Não ter amamentado durante as primeiras 30 horas significa também que a recém-nascida foi alimentada sem permissão dos pais com leite em pó: “Ninguém me pediu absolutamente nada”, reforçou Ana Jael Tavares.
A portuguesa, que entretanto conseguiu voltar a ver hoje a filha, encontra-se num quarto com três pessoas, entre parturientes e mulheres que se submeteram a outras cirurgias, numa situação excecional gerada pelas medidas de prevenção contra a covid-19.
“No meu quarto todas as mulheres que aqui estão são chinesas. Penso que há uma que também teve bebé, mas não vejo ninguém a queixar-se. Aliás, a questão é mesmo que até [entre] portuguesas que soube que tiveram bebé, nunca tinha ouvido ninguém falar sobre isto”, referiu.
Neste sentido, a presidente da APACIM, Virginia Tam, chama a atenção para a população de Macau “que geralmente é muito obediente”: “Em geral, permite o que as autoridades impõem”, disse.
À Lusa, o Governo confirmou a separação das mães e crianças, justificando a decisão com “a situação da pandemia”.
“É necessário atender às necessidades médicas urgentes para o tratamento de casos graves urgentes, mas também proteger a segurança e a saúde da mãe e recém-nascido. Portanto, ter um quarto conjunto com mãe e recém-nascido não pode ser feito por enquanto”, escreveram os Serviços de Saúde de Macau, num email enviado à Lusa, realçando que o CHCSJ vai tentar reverter a situação o “mais rápido possível”.
O departamento sublinhou, no entanto, que, para as mães que pretendem amamentar, “o pessoal de enfermagem recolherá e armazenará o leite materno de acordo com as especificações previstas, e então o recém-nascido será alimentado, por uma enfermeira especializada, com o leite materno”, frisou.

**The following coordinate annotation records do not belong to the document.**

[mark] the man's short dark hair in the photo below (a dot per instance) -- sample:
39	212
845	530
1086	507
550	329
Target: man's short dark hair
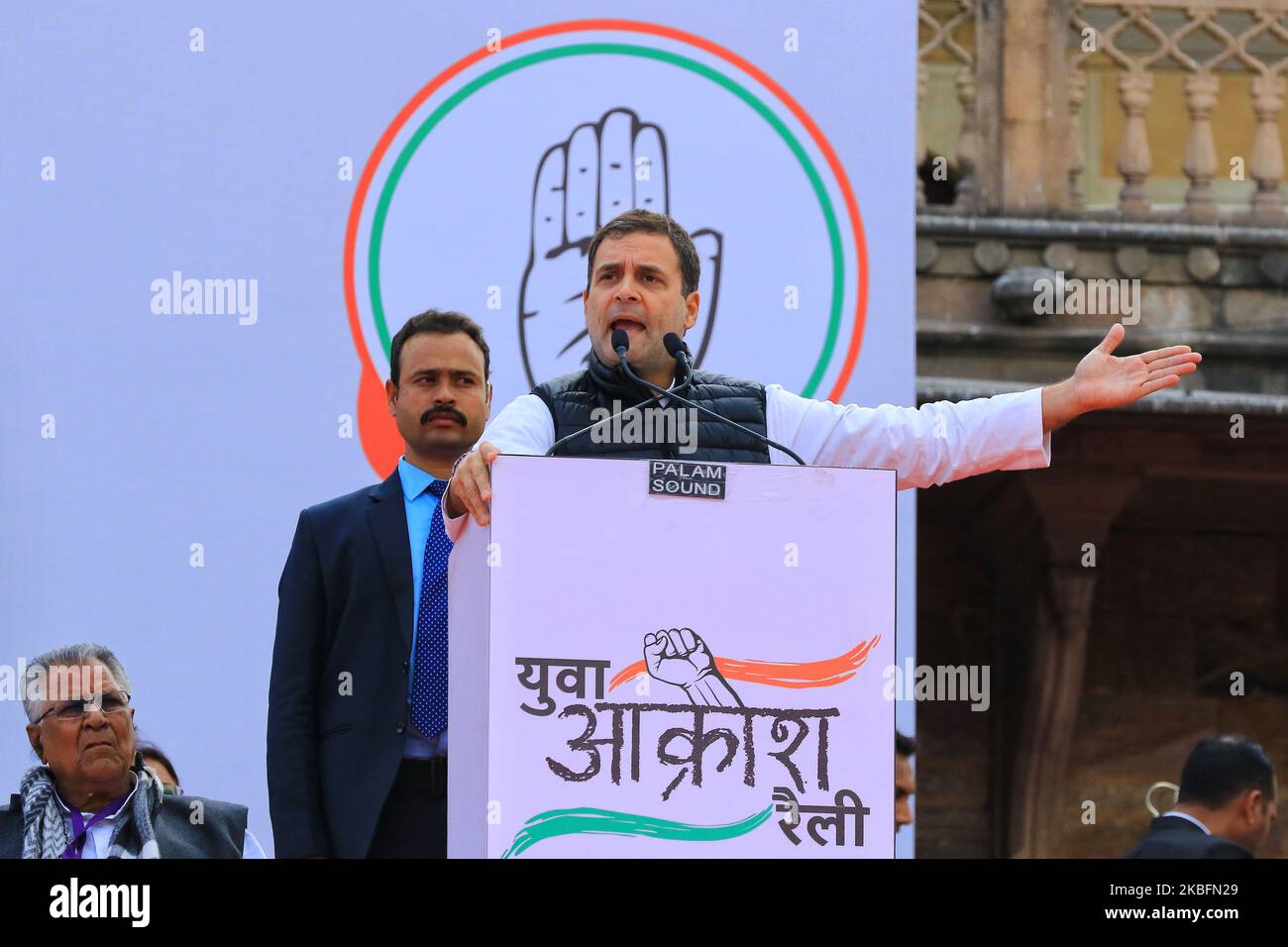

Macau, que à semelhança do interior da China seguiu até recentemente a política de ‘zero covid’, apostando em testagens em massa, confinamentos de zonas de risco e quarentenas, anunciou em dezembro o cancelamento da maioria das medidas de prevenção e contenção, após quase três anos das rigorosas restrições.
O território vive o pior surto desde o início da pandemia. De acordo com dados do Governo, até ao início do mês 250 mil pessoas, ou seja, 37% da população local, declarou a doença.
Estimativas apontam que o número de infetados no total da população de Macau rondam os 60% a 70%.
De acordo com os Serviços de Saúde de Macau, 89 pessoas morreram de covid-19 desde o início da pandemia.